David Halperin : Saint Foucault
« Mon travail n’a rien à voir avec la libération gay » aurait dit Michel Foucault à un admirateur en 1975. Mais alors, pourquoi Foucault, qui mourut du sida en 1984, fait-il référence pour une génération entière de militants gays ? Lecture serrée de Foucault et des textes qu’il a consacrés à l’homosexualité masculine, Saint Foucault rend compte des raisons pour lesquelles les straights trouvent si souvent chez Foucault des conclusions désespérantes en matière de politique, alors que les militants gays voient en lui une source d’inspiration, mais aussi un exemple de résistance politique.
Le choix foucaldien de traiter la sexualité non dans une perspective biologique ou psychologique, mais comme effet de discours, produit des systèmes modernes de connaissance, constitue une percée politique. La vision foucaldienne radicale de l’homosexualité en tant qu’occasion stratégique pour une transformation de soi anticipe les mouvements anti-assimilationniste et anti-essentialiste de la politique d’identité sexuelle pratiquée par les groupes d’action directe, type Act Up.
Halperin propose le premier compte-rendu synthétique de la pensée de Foucault concernant la sexualité gay et l’avenir du mouvement lesbien et gay, en même temps qu’un résumé des plus récents travaux de la queer théorie.
« Là où il y a pouvoir, il y a résistance », écrivait Foucault.
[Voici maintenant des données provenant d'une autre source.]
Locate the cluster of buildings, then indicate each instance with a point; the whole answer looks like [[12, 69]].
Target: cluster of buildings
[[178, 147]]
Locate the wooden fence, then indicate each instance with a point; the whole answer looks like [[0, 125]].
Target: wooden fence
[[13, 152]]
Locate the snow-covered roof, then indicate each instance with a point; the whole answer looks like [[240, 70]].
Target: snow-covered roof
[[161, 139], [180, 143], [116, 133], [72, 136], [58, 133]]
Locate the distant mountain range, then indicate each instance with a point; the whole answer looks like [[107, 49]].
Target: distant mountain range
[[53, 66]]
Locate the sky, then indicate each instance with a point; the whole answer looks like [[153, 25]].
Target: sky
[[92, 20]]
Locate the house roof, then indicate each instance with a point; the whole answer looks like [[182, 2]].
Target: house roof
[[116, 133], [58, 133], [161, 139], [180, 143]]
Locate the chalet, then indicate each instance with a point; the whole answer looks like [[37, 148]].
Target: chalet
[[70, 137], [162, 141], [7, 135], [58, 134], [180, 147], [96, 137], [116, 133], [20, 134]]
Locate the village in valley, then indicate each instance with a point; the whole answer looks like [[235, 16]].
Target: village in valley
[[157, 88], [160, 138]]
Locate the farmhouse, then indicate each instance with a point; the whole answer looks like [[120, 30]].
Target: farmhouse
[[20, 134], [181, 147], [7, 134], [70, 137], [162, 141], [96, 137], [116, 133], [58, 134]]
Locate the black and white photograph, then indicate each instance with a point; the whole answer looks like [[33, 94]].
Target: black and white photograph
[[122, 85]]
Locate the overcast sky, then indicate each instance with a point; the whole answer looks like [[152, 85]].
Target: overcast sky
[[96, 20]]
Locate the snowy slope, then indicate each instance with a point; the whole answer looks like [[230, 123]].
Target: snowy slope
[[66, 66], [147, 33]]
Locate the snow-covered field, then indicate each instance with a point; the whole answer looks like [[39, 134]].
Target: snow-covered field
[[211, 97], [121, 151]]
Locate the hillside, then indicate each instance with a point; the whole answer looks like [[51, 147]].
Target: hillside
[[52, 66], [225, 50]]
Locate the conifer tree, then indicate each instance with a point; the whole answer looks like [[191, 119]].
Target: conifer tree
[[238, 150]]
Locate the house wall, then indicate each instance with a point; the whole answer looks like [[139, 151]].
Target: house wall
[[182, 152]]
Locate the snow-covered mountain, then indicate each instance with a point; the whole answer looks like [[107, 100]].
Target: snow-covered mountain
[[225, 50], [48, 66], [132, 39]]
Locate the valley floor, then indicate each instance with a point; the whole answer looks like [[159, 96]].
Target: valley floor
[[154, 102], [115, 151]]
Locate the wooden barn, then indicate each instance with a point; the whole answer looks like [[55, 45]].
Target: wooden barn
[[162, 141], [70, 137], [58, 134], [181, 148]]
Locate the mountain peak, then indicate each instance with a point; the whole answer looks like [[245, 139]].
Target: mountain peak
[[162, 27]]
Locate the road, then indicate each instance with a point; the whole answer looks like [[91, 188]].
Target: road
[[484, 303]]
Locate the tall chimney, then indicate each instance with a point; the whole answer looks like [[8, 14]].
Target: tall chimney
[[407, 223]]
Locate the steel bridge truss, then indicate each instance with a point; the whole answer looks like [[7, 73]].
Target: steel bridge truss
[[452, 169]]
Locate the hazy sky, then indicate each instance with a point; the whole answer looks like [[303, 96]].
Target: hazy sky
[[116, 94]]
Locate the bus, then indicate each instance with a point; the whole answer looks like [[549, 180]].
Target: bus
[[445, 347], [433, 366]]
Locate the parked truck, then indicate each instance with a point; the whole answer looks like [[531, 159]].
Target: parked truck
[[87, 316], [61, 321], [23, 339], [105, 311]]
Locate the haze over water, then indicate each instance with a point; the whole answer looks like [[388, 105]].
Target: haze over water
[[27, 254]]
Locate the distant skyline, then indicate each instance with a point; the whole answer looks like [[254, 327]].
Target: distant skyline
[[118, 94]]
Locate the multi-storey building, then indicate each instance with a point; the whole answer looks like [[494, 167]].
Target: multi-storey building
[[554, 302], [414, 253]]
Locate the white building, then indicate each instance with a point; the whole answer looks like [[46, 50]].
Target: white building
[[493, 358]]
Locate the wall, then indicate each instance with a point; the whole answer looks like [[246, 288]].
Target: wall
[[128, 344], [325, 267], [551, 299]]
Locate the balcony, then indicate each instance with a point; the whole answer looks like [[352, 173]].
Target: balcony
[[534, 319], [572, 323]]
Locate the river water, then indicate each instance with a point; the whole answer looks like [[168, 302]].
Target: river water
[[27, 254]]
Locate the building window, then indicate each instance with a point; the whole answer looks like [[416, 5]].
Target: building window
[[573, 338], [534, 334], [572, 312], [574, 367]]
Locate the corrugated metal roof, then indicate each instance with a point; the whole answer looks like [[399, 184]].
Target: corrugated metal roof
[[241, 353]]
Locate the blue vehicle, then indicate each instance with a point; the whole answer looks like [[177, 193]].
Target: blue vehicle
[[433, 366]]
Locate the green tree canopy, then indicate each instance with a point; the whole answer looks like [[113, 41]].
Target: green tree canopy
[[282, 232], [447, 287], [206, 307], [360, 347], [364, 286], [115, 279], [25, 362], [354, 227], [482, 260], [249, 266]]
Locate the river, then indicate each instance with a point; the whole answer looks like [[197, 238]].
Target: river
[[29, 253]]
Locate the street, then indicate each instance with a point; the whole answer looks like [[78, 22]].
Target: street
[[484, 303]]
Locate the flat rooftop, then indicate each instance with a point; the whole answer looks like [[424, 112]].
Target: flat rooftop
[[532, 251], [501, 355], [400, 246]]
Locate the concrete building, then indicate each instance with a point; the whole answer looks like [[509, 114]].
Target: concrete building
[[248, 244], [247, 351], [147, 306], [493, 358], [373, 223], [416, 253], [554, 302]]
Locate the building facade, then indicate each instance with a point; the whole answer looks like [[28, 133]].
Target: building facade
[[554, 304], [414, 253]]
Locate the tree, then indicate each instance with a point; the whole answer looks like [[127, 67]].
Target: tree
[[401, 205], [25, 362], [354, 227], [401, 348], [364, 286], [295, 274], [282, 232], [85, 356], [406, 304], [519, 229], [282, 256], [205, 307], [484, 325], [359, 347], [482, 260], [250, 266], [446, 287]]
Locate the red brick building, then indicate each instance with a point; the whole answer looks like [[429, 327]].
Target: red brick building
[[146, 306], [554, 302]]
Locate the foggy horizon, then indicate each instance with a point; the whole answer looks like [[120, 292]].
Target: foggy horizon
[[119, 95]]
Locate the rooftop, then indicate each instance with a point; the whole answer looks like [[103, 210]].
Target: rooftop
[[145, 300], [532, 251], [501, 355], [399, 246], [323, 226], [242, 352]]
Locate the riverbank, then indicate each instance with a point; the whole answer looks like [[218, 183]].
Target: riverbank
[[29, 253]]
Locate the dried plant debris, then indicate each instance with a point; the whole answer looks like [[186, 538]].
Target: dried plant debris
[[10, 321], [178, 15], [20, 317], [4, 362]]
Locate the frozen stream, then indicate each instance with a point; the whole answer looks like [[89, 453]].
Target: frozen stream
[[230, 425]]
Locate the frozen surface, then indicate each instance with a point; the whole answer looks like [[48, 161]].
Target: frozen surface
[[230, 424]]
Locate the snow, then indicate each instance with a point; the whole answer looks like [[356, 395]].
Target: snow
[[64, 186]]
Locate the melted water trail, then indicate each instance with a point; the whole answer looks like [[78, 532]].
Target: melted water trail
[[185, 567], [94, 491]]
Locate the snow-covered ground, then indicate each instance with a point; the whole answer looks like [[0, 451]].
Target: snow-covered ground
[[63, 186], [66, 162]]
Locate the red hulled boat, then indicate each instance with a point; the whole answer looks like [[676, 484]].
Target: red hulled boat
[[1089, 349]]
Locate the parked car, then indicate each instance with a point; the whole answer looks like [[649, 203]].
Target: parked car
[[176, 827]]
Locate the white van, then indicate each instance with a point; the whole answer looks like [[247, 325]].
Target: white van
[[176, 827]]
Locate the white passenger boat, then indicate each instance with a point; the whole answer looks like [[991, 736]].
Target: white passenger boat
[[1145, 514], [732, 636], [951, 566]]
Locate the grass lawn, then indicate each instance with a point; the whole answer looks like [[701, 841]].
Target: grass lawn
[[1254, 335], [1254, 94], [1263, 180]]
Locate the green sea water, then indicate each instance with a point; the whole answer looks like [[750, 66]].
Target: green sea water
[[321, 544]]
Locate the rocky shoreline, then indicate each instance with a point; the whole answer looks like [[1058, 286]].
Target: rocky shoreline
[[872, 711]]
Érudit, mordant, étonnamment émouvant, Saint Foucault constitue la propre résistance de Halperin à ce qu’il considère comme la flagrante et systématique mystification d’une figure intellectuelle cruciale, une mystification qu’il entrevoit comme un témoignage dramatique de la persistante vulnérabilité personnelle, professionnelle et universitaire des militants et intellectuels gays à l’époque du sida.